In Italia l’autore di Cent’anni di solitudine era venuto altre volte. E sedici anni prima aveva seguito per El Espectador, quotidiano del suo paese, il caso di Wilma Montesi, la ragazza trovata morta sul litorale di Torvaianica. Fu il primo giallo del nostro dopoguerra e coinvolse personaggi influenti della politica e dell’aristocrazia romana. Tra questi un siciliano originario di Grotte. Si chiamava Ugo Montagna, amministrava la vasta tenuta di Capocotta, ed era conosciuto come il Marchese di San Bartolomeo. La morte di Wilma Montesi – si parlò di omicidio, di suicidio, ma in soli quattro giorni l’inchiesta venne chiusa dal questore di Roma come fatale incidente – destò clamore internazionale ed ebbe anche delle conseguenze politiche. Il ministro degli esteri Attilio Piccioni fu costretto a dimettersi perché il figlio Piero e il marchese Montagna finirono coinvolti nella vicenda. Ce n’era di sostanza per stimolare l’interesse di Márquez e per rendere circostanziate e precise le sue corrispondenze. Che sarebbe bello poter leggere dopo più di sessant’anni. E credo che sarebbero ancora utili, sempre utili a chi vuol fare il mestiere di giornalista.

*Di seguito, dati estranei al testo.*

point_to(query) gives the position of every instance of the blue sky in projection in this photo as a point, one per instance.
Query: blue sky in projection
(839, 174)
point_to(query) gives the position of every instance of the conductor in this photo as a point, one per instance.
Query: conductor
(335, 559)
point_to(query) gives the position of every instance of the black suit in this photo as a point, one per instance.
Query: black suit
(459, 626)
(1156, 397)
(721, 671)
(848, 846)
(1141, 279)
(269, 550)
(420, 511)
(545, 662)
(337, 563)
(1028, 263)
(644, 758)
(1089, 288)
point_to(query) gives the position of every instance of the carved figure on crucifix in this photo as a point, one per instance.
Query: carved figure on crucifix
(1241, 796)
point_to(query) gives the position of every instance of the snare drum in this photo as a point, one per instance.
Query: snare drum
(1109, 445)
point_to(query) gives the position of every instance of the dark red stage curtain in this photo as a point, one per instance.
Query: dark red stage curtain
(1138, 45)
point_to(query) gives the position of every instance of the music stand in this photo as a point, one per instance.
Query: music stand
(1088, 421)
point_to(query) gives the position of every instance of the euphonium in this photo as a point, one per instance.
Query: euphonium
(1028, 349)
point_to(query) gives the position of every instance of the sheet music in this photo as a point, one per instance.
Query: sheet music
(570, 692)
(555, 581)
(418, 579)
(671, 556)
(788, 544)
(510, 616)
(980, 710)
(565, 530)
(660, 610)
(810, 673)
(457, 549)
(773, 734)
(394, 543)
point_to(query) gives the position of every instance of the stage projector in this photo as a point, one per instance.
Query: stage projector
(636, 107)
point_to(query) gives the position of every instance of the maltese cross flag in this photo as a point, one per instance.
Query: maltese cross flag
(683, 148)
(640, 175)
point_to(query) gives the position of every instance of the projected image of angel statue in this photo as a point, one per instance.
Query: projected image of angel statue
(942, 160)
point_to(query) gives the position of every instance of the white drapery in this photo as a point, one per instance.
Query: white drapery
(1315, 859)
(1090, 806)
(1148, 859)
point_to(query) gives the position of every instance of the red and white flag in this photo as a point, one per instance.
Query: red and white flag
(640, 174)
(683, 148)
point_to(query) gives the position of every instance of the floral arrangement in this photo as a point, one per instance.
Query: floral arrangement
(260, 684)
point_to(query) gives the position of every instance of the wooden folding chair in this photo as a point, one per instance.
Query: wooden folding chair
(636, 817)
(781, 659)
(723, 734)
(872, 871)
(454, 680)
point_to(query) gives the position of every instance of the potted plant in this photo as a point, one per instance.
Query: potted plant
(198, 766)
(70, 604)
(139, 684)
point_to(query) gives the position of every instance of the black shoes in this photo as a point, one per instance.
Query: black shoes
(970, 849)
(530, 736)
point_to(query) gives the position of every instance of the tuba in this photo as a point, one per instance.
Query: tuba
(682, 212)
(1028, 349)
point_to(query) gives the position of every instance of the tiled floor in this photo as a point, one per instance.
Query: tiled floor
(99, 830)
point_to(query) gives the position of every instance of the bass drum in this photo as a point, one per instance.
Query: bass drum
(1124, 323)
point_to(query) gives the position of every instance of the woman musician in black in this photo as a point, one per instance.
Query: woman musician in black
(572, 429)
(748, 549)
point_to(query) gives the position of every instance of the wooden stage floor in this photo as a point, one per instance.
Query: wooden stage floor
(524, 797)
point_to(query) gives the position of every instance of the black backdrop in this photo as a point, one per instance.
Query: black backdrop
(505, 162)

La fantasia di Márquez in quella lontana estate del 1969 viene colpita dal sole fermo nel cielo di Pantelleria, isola nera tra due continenti. Dal suo paesaggio lunare, dalla caccia ai topi di montagna grossi come conigli, dalla vista notturna dei fari d’Africa come croci luminose, dal vento triste che arriva da Tunisi. Dalla pesca subacquea in fondali da sogno e dalle cene a base di pesce. Sicuramente la sera, in quel mese di permanenza a Pantelleria, Màrquez indossava pantaloni e camicie di colore bianco, il preferito. Dell’isola aveva colto e conservato per sempre nella memoria dettagli, colori, magie e miti.